Tuesday, December 21, 2004

 

Gallup: Internet The Only US Media That's Not Losing Ground

It looks as if people are turning off their TVs, dumping their radios, and throwing out their newspapers in droves, according to Gallup (via DailyKos and E&P):

                    Now      2002
TV Local News        51       57
Local Newspaper      44       47
Cable News           39       41
TV Network News      36       43
Internet             20       15
National Newspapers   7       11
Here's the original E&P story. And here's a link to Gallup's free synopsis of the poll (the poll itself is behind a pay-to-view wall).
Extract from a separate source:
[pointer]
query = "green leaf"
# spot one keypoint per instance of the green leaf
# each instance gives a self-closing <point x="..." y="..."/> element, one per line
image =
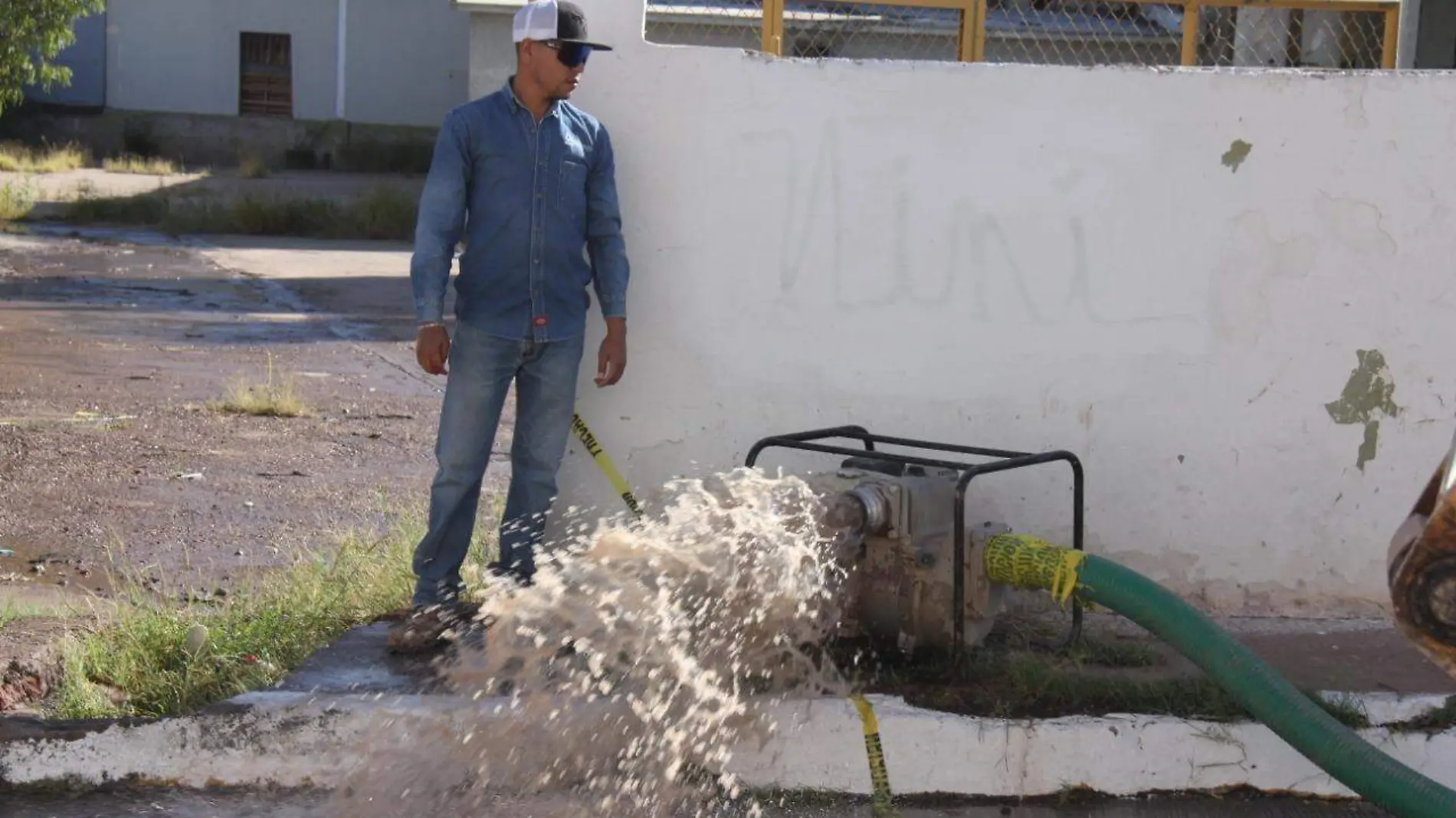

I don't mind cable losing eyeballs -- CNN stopped being worthwhile ages ago. And I'd like to think that blogs like Kos and Eschaton and overseas news websites like that of The Guardian would pick up the slack and then some. But it looks as if people just aren't bothering to follow the news at all any more. NPR lost 5% in two years -- that's worse than how cable fared, and almost as bad as how broadcast news did. (I'd love to know how Jon Stewart did.) Hey, Media Borg! Think this might be because you all stopped doing real news back when Ronnie Reagan killed the Fairness Doctrine for you? Isn't it the least bit interesting that Kos and Eschaton together have in three years gone from nothing to getting more readers than the Philadelphia Inquirer? Maybe if the US Corporate Press stopped genuflecting in front of the RNC, they might be able to regain the customers they've lost.